Concept

Art pop

Summary
Art pop (also typeset art-pop or artpop) is a loosely defined style of pop music influenced by art theories as well as ideas from other art mediums, such as fashion, fine art, cinema, and avant-garde literature. The genre draws on pop art's integration of high and low culture, and emphasizes signs, style, and gesture over personal expression. Art pop musicians may deviate from traditional pop audiences and rock music conventions, instead exploring postmodern approaches and ideas such as pop's status as commercial art, notions of artifice and the self, and questions of historical authenticity. Starting in the mid-1960s, British and American pop musicians such as Brian Wilson, Phil Spector, and the Beatles began incorporating the ideas of the pop art movement into their recordings.

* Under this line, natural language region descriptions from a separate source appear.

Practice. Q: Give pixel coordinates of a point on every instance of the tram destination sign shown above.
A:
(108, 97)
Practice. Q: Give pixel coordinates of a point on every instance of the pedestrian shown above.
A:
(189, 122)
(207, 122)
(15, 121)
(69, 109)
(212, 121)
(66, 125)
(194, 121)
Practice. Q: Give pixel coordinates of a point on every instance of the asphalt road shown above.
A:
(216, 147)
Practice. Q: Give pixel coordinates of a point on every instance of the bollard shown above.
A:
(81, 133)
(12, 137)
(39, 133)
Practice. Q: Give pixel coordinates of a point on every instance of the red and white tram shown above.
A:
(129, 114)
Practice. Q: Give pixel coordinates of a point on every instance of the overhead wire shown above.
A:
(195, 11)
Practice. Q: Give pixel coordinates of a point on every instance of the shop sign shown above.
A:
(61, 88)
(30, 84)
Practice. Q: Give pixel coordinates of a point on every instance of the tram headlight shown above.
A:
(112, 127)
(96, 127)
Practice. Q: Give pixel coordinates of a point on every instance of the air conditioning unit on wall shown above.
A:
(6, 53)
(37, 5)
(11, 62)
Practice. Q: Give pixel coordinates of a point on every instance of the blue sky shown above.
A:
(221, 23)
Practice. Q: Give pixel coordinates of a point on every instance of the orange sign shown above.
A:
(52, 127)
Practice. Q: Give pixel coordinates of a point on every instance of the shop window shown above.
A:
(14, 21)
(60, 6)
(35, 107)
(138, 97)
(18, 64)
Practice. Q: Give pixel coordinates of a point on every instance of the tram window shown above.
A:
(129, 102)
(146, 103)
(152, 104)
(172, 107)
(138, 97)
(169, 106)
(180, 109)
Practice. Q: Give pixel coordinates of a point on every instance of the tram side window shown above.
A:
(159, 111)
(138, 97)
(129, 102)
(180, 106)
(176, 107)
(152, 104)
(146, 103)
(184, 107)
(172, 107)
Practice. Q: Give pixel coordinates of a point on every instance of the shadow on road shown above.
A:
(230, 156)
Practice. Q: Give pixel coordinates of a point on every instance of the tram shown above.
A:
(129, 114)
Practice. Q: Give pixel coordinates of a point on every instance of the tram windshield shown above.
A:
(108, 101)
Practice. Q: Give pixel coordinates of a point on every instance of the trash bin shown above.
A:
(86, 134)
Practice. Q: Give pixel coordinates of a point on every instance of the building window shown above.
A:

English art pop musicians drew from their art school studies, while in America the style drew on the influence of pop artist Andy Warhol and the affiliated band the Velvet Underground. The style would experience its "golden age" in the 1970s among glam rock artists such as David Bowie and Roxy Music, who embraced theatricality and throwaway pop culture. Art pop's tradition continued in the late 1970s and 1980s through styles such as post-punk and synthpop as well as the British New Romantic scene, developing further with artists who rejected conventional rock instrumentation and structure in favor of dance styles and the synthesizer. The 2010s saw new art pop trends develop, such as hip hop artists drawing on visual art and vaporwave artists exploring the sensibilities of contemporary capitalism and the Internet. Art rock Art pop draws on postmodernism's breakdown of the high/low cultural boundary and explores concepts of artifice and commerce. The style emphasizes the manipulation of signs over personal expression, drawing on an aesthetic of the everyday and the disposable, in distinction to the Romantic and autonomous tradition embodied by art rock or progressive rock.